Avis a été donné aux avocats des parties que la décision serait rendue par mise à disposition au greffe le 10 septembre 2024.
JUGEMENT
Rendu par mise à disposition au greffe
Contradictoire
en premier ressort
EXPOSE DES FAITS
Par acte sous seing privé en date du 26 novembre 2018, les « Consorts [S] », représentés par la SAS Gestion et Administration de Biens (ci-après « GAB »), ont donné à bail à la SAS Ethique & Patrimoine des locaux à usage de bureaux situés [Adresse 8] à [Localité 13], pour une durée de neuf années entières et consécutives à compter du 1er décembre 2018, pour un loyer annuel de 68.000 euros hors charges, payable trimestriellement et d’avance.
Les locaux sont situés au 2ème étage de l’immeuble, d’une superficie de 203,60 mètres carré, formant le lot n°6, représentant les 729/10.000èmes des parties communes générales de l’immeuble.

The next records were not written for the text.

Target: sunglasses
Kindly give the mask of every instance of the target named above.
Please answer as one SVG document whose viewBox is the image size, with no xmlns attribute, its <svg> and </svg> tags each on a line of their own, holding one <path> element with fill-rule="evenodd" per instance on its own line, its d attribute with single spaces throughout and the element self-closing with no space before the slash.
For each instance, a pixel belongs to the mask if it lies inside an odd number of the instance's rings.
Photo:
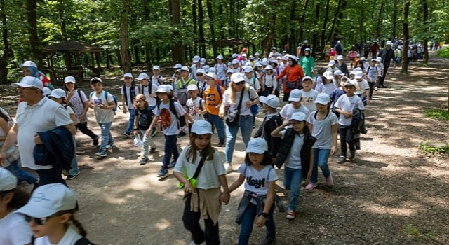
<svg viewBox="0 0 449 245">
<path fill-rule="evenodd" d="M 29 223 L 31 222 L 31 220 L 33 220 L 34 223 L 37 225 L 45 225 L 46 223 L 47 223 L 47 220 L 49 220 L 51 218 L 55 217 L 57 216 L 58 216 L 57 214 L 54 214 L 46 218 L 34 218 L 34 217 L 32 217 L 26 215 L 25 221 L 27 221 L 27 223 Z"/>
</svg>

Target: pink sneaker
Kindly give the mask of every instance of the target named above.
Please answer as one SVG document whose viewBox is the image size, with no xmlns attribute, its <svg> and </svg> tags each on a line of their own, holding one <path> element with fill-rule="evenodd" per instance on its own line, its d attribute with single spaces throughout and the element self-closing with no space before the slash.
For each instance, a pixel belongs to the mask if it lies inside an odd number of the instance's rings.
<svg viewBox="0 0 449 245">
<path fill-rule="evenodd" d="M 306 190 L 314 190 L 314 188 L 316 188 L 316 186 L 318 186 L 316 183 L 314 183 L 311 182 L 309 182 L 307 186 L 306 186 Z"/>
<path fill-rule="evenodd" d="M 332 175 L 330 175 L 328 178 L 326 178 L 326 186 L 332 186 L 333 183 L 334 183 L 334 179 L 332 178 Z"/>
</svg>

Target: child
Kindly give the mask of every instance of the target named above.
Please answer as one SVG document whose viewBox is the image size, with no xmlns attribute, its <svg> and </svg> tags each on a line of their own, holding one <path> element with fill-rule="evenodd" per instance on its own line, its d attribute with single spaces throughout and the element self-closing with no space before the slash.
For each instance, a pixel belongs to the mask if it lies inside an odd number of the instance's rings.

La clause de destination du bail prévoit une activité de : « BUREAUX ».
Par exploit d’huissier en date du 17 juillet 2020, les Consorts [S] ont fait délivrer un commandement de payer visant la clause résolutoire du bail à la société Ethique & Patrimoine, réclamant le paiement de la somme de 47.590,73 euros au titre des loyers, charges et taxes impayés arrêtés au troisième trimestre 2020 inclus.
Par exploit du 16 février 2021, les bailleurs ont fait délivrer un second commandement de payer visant la clause résolutoire du bail à la société Ethique & Patrimoine, réclamant la somme de 13.225,56 euros au titre des loyers, charges et taxes arrêtés au premier trimestre 2021 inclus.
Par acte extrajudiciaire du 26 avril 2021, la société Ethique & Patrimoine a assigné la société GAB, administrateur de biens des Consorts [S], devant le juge des référés du tribunal judiciaire de Paris, sollicitant la suspension du jeu de la clause résolutoire et demandant un échelonnement de la dette en 24 mensualités égales en sus du loyer courant.
Par ordonnance du 18 février 2022, le juge des référés a notamment :
- Constaté l’accord des parties pour fixer la dette locative en principal à la somme de 40.589,48 euros, au titre de l’arriéré locatif, incluant le troisième trimestre 2021, pour que le preneur s’acquitte de sa dette à l’égard des bailleurs en douze mensualités égales à compter du prononcé de l’ordonnance, outre le paiement des loyers, charges et accessoires courants aux termes trimestriels prévus par le bail,
- Dit que les effets de la clause résolutoire ne joueront pas si la société Ethique & Patrimoine se libère de sa dette selon ces modalités,
- Précisé qu’à défaut de paiement de la société Ethique & Patrimoine selon l’échéancier convenu, tant de l’arriéré que des loyers et charges courants, la clause résolutoire reprendra ses effets huit jours après l’envoi d’une mise en demeure et l’intégralité de la dette deviendra exigible, avec expulsion de la société preneuse.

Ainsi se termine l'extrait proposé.